Tuesday, June 22, 2010

"You say you want a revolution, well you know - we all want to change the world..."

AMID the English civil war and the French revolution, an strange harmony reigns in the Dutch camp this tournament – so far.
Perhaps it’s all down to coach Bert van Marwijk giving impromptu performances on the piano in their team hotel’s lobby.
Or maybe they’re picking up feelgood vibes from their HQ’s location in central Johannesburg, near the exuberant heart of this World Cup’s capital city.
Van Marwijk expressly wanted his players to really feel - to use a 2010 World Cup buzzword – if not the full-throated ‘Ayoba’, or exhiliration, of the event then certainly a flavour of real-life South Africa.

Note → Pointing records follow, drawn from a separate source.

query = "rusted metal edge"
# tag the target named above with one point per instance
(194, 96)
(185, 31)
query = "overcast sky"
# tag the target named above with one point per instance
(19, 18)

Some of Spain’s players have even been spotted doing their own shopping in stores beside their base in Potchefstroom, near Johannesburg – about as close to ‘slumming it’ as today’s superstars get.
Meanwhile, England’s incredible sulks stew in not-so-splendid isolation at their aristocratic Rustenburg pad, miles and miles of scorched and unspectacular velde away from the major cities.
The daily routine of ‘breakfast, training, lunch, bed, dinner, bed’ sound quite enviable, up to a point.
Wayne Rooney's grumble also calls to mind the exasperated complaint of Wilfred Brambell, when stuck with earlier Scousers in Beatle film A Hard Day’s Night: ‘So far I’ve been in a car and a room, and a train and a room, and a room and a room.’
Whatever the company, though, being cooped up in what Steven Gerrard has described as ‘five-star prison’ - even for five (fingers crossed) weeks - seems a scant enough sacrifice, and par for the World Cup course.
Bryan Robson, injury-prone as ever, developed blisters to become all-England (squad) Pacman champ as they languished behind armed guard, for fear of Basque separatist attack in Bilbao, back in 1982.
Simply calling up Jimmy Bullard and his ukulele – or a few Rustenburg neighbours toting vuvuzelas - would hardly guarantee a future as bright as the Oranje’s so far appears.
Nor does van Marwijk, like Capello, ever resemble a ray of sunshine himself, though both cantered through qualifiers before Capello’s sternness supposedly turned from asset to obstacle.
Meanwhile only a few flashes of pizzazz from still cruise-controlling Ballon d’Or contender Wesley Sneijder have lifted some Dutch displays almost as flat as Holland itself.
But without hitting the peaks, they at least know they’re sticking around in town for now.
A simple England victory today could mean the players’ hours suddenly start flying by – if not necessarily singing, then winning’s a handy counter-revolutionary tactic.